Qui gagne ? qui perd ?
Le paysage géoéconomique révélé par les importations de services dessine clairement des gagnants et perdants. Pour l’Union européenne, la domination reste tangible : la France et l’Espagne captent 47% des recettes voyages (53,4 milliards sur 112,5), consolidant leur statut de marchés pivots. L’UE renforce son rôle de fournisseur de services premium – conseil, logistique, ingénierie – mais observe avec vigilance la montée du Maroc dans la chaîne de valeur numérique.
Pour les pays émergents comme la Chine et l’Inde, l’avantage est indirect. Ils profitent des importations marocaines de composants électroniques (intégrées aux 6,32 MMDH de services IT), mais voient émerger des concurrents locaux via les technopoles et la fintech marocaine.

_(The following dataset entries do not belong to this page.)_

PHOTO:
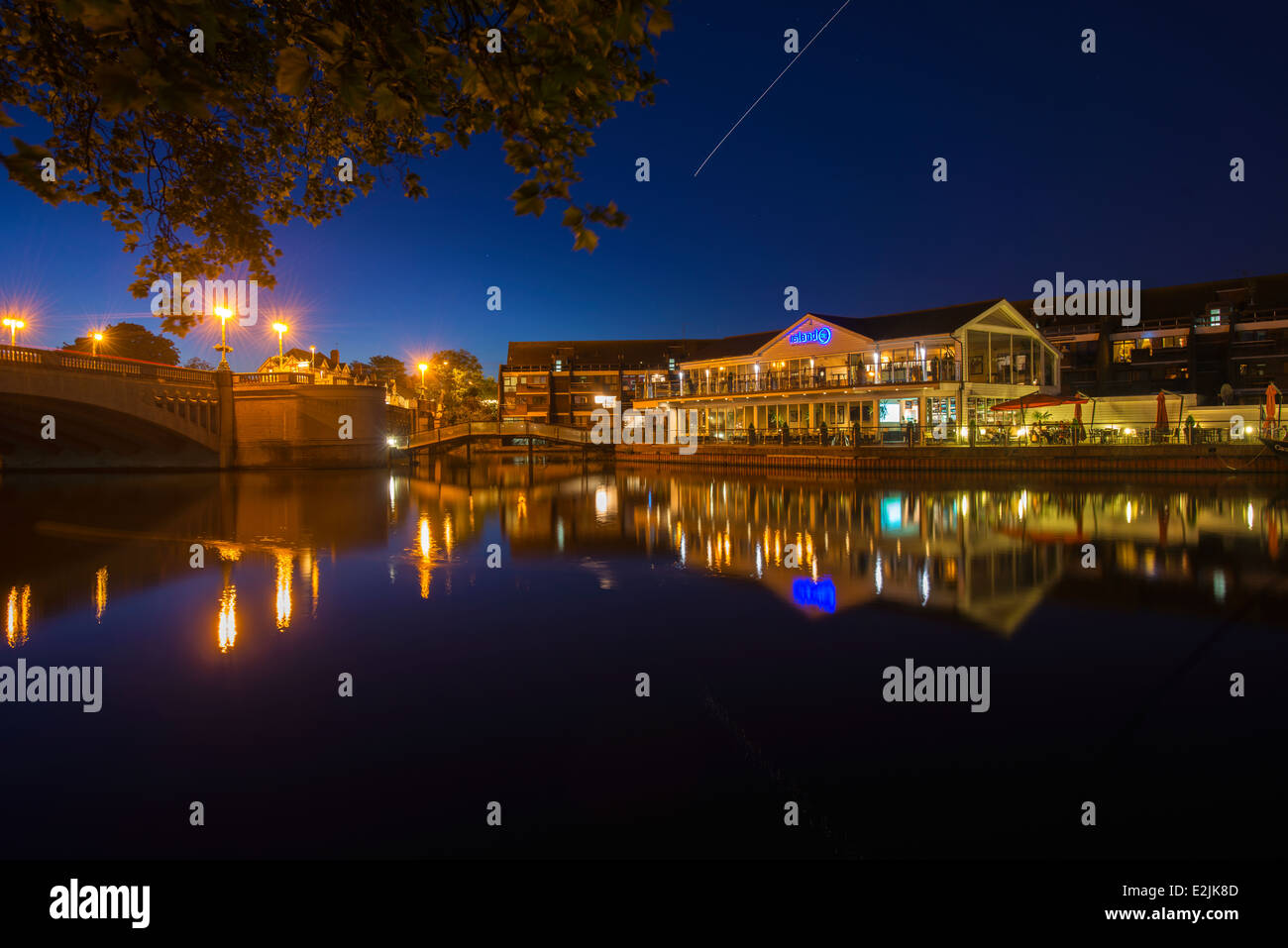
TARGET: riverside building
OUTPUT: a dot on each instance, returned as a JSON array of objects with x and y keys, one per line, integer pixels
[{"x": 872, "y": 376}]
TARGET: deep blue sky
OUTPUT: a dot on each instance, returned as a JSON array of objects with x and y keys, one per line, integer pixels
[{"x": 1113, "y": 165}]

Enfin, pour le Maroc, le bilan est contrasté : la hausse de 9,9% des importations de services en 2024 creuse le déficit commercial (-304,9 milliards), mais des niches s’affirment, notamment dans les services informatiques et le travail à façon (22 milliards de recettes). Une dynamique qui place le Royaume à un carrefour : dépendant des savoir-faire étrangers, mais capable d’exporter des services à valeur ajoutée croissante.

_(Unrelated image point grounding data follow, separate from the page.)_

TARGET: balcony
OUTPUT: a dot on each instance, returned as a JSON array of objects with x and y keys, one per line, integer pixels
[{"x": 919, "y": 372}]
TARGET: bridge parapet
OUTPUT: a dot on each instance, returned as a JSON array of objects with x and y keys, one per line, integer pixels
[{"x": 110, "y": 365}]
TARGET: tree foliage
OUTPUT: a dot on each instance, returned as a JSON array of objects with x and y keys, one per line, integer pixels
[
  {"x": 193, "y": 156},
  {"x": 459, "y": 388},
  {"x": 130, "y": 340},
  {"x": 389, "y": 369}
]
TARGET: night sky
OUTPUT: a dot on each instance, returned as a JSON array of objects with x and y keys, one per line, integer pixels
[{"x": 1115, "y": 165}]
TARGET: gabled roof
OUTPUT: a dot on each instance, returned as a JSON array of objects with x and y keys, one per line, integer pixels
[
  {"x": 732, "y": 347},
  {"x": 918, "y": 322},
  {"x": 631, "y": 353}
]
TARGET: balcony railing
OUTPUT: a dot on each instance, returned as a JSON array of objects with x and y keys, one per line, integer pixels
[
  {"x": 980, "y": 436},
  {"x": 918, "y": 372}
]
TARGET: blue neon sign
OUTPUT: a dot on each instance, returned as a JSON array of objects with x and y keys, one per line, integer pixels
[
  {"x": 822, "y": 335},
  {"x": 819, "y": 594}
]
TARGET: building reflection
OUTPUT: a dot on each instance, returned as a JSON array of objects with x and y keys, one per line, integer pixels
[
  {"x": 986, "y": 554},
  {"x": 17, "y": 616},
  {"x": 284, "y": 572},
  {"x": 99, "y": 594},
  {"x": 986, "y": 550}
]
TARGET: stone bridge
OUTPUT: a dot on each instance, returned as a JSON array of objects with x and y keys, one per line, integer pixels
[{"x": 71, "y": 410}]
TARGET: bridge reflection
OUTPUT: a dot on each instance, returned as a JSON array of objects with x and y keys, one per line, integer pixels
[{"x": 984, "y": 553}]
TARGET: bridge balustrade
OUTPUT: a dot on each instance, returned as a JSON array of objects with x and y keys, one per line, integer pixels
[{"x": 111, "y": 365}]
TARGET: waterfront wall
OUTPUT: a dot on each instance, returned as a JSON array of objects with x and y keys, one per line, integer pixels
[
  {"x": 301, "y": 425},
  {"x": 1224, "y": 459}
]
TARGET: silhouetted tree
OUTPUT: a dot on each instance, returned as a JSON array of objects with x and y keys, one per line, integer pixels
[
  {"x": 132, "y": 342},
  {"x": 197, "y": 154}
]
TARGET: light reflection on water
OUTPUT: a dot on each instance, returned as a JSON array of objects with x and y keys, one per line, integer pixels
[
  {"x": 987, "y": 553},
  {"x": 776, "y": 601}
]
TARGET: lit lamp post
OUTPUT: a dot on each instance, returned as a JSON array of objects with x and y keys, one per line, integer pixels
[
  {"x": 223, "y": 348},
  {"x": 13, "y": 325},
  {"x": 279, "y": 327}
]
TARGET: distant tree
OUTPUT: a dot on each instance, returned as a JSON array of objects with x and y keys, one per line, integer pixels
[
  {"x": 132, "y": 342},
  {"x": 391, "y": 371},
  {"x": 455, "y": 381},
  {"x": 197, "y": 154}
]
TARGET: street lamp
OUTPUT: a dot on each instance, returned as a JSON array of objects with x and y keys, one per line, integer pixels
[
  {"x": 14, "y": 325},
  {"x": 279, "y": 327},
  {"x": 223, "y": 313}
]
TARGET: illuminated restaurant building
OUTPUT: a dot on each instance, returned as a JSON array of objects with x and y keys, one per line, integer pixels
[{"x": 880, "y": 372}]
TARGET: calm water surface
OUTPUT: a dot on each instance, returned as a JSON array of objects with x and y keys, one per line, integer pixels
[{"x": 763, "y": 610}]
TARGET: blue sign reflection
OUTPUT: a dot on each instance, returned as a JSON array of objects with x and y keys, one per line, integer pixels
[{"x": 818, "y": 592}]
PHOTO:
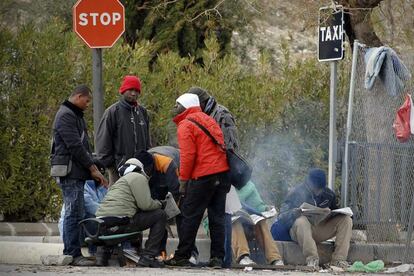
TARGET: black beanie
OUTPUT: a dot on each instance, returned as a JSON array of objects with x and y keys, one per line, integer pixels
[
  {"x": 146, "y": 159},
  {"x": 200, "y": 92}
]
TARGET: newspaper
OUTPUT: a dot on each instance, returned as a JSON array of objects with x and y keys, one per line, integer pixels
[
  {"x": 253, "y": 219},
  {"x": 171, "y": 208},
  {"x": 316, "y": 215}
]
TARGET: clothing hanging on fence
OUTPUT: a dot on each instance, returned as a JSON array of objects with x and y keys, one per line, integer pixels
[
  {"x": 384, "y": 63},
  {"x": 404, "y": 120}
]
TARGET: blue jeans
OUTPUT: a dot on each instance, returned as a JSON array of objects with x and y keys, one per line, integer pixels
[
  {"x": 72, "y": 191},
  {"x": 228, "y": 254}
]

Ce qui change concrètement
Trois transformations structurelles émergent des données 2024. Premièrement, la réindustrialisation sous tension se manifeste par des importations significatives de construction locale (3,538 milliards) et de services de fabrication (travail à façon), révélant une intégration aux chaînes mondiales encore trop centrée sur la sous-traitance bas coût plutôt que sur l’innovation.
Deuxièmement, l’urgence compétitive s’impose face à la stagnation du taux de couverture des échanges (59,9%, en recul de 0,3 point). «Sans une montée en gamme radicale dans les services logistiques et IT, le Maroc restera tributaire des opérateurs étrangers pour ses flux stratégiques», souligne un analyste, soulignant le risque de pérennisation des déficits.
Troisièmement, les opportunités géoéconomiques liées au «repli amical» des chaînes d’approvisionnement se concrétisent :l’excédent des services aux entreprises atteint +37,2 MMDH, mais cette dynamique exige d’accélérer la formation des compétences techniques et l’innovation pour transformer la position géographique du pays en avantage industriel durable. Autant d’éléments qui tracent une feuille de route claire : réduire les dépendances par l’investissement dans le capital humain et la R&D, sous peine de voir les fragilités logistiques et technologiques compromettre la souveraineté économique.